Deciding to leave


My understanding is that when choosing to leave a relationship, figure out a part of what’s not working for you and clean up your thinking then put yourself in a position so you can leave with love and gratitude as opposed to reacting to something, or running away from something that’s not working.

I am straddling that teaching versus when a partner shares a dealbreaker. My situation is that after almost a year of dating my boyfriend said he doesn’t know if he can ever live with his partner, and he’s not sure yet if he loves me.

I want to eventually live with my partner and I want to be with somebody who loves me. He said he can’t do more than what we’re doing now and although he’s hopeful for the future he can’t provide any certainty. This happened yesterday and my initial impression is that as painful as it will be I need to end the relationship.

I did a thought download and I have more thoughts than I can list here and although they all have subtle nuances the general theme is – staying in this relationship is postponing your pain and get out before it hurts worse.

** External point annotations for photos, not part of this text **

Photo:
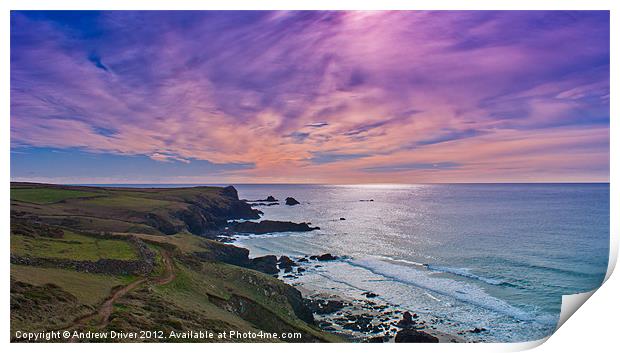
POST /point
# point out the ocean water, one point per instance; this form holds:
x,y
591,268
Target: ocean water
x,y
498,256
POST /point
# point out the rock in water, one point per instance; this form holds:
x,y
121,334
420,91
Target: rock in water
x,y
291,201
409,335
407,320
267,226
327,257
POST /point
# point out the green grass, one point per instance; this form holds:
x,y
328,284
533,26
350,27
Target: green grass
x,y
72,246
88,288
47,195
129,202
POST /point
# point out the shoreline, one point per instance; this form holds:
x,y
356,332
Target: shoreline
x,y
370,319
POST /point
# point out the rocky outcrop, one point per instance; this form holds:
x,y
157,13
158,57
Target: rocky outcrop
x,y
407,320
409,335
324,257
285,263
268,199
206,213
263,227
225,253
266,264
142,266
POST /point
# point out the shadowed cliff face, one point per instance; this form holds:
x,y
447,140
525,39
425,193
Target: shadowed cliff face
x,y
204,215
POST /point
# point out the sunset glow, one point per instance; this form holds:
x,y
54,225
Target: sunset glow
x,y
309,97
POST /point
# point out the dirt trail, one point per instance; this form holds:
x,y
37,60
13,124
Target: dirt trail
x,y
105,309
169,274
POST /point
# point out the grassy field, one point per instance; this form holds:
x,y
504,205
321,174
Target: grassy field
x,y
181,293
46,195
72,246
88,288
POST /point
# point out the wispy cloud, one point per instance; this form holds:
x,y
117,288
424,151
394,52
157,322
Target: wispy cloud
x,y
275,90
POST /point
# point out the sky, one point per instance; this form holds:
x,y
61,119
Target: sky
x,y
309,97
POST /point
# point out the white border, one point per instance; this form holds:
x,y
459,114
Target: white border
x,y
593,327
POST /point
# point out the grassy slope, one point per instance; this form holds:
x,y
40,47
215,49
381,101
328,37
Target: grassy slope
x,y
108,209
72,246
198,298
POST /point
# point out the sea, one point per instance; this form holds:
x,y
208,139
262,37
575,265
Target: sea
x,y
493,256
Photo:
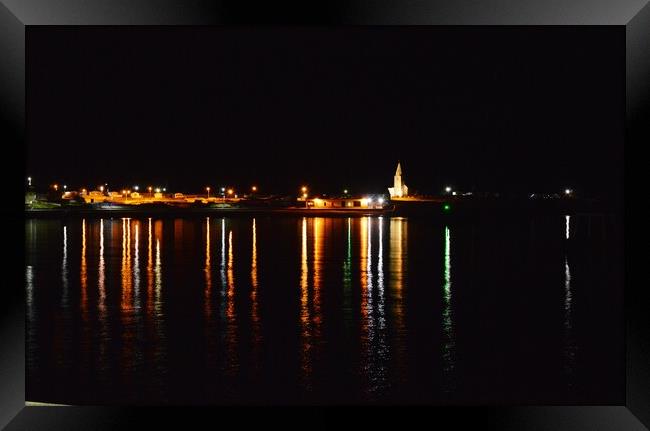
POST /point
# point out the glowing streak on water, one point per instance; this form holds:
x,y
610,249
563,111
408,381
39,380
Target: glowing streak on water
x,y
567,218
64,268
83,273
447,317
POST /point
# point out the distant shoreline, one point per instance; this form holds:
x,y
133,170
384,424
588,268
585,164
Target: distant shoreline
x,y
446,209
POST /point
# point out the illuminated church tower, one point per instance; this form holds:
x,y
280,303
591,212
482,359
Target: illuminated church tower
x,y
399,189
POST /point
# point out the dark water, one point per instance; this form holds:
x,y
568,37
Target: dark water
x,y
336,310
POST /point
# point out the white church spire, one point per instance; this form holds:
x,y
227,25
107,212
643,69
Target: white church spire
x,y
399,189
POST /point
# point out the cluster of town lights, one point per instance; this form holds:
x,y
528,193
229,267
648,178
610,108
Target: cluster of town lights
x,y
230,191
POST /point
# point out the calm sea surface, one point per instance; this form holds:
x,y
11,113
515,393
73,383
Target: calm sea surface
x,y
280,309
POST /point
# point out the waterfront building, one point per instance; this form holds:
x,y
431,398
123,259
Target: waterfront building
x,y
399,189
344,203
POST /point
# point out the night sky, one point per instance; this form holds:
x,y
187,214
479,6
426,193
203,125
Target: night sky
x,y
484,109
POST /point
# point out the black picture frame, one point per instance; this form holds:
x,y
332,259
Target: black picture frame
x,y
16,16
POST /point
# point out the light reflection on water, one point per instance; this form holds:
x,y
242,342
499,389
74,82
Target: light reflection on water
x,y
569,341
447,316
122,303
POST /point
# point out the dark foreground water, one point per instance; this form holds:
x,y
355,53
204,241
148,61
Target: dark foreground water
x,y
337,310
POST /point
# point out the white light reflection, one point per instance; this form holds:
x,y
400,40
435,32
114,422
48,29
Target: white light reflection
x,y
64,269
447,318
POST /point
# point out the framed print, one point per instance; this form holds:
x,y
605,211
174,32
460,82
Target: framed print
x,y
413,210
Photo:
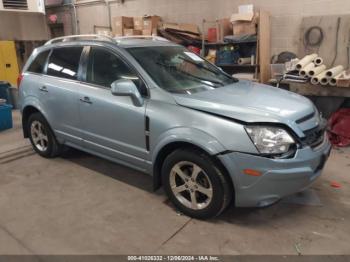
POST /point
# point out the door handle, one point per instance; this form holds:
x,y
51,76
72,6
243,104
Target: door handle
x,y
86,99
43,89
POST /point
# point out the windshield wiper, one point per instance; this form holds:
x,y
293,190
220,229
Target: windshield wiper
x,y
200,65
191,75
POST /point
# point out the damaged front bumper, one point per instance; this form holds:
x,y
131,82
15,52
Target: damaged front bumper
x,y
279,177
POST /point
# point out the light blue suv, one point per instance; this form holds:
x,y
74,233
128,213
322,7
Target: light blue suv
x,y
207,138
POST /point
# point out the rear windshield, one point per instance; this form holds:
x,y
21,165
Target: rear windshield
x,y
38,65
64,62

C-Kelly said he doesn’t think he can ever live with someone
T- this is a mismatch
F- disappointed
A-leave relationship
R-Single

C-Kelly said he doesn’t think he can live with someone
T- you can’t bank on this changing
F- heartbroken
A-leave relationship
R-Single

C-After 11 months of dating Kelly said he cares deeply but needs more time to know if he could love me
T- If he doesn’t know by now, he isn’t ever going to
F- Heartbroken
A-leave relationship
R-Single

C-After 11 months of dating Kelly said he cares deeply but needs more time to know if he could love me
T- you can’t stay with someone who doesn’t love you
F-Heart broken
A- Leave relationship
S- Single

C-After 11 months of dating Kelly said he cares deeply but needs more time to know if he could love me
T- If I accept this I am abandoning what I want in a relationship
F-Grief
A- leave the relationship
R- Single

As I wrote these models, what now comes up is, I don’t like the result. I don’t want to be single. But my belief is that I can’t change people, the future is uncertain, and continuing to invest time with this man will only lead to heartbreak.

If I get hurt, it’s on me because he told me what he is capable of giving and it’s not what I want. Staying in this is not going to result in the long term relationship I envision. I don’t want to leave, but I believe I have to if I want a partner who loves me and wants to live with me.

But if I take the teaching about cleaning up my thoughts and feelings, and leaving from a place of love and gratitude I don’t think I’m doing that. To me, it looks like I’m afraid of being hurt and running away. I am not coming from a space of gratitude for the joy and fun and sharing I’ve had with this person for the last 11 months.

But at the same time, if it’s clear that it doesn’t work, should I stay longer to get to that space of gratitude?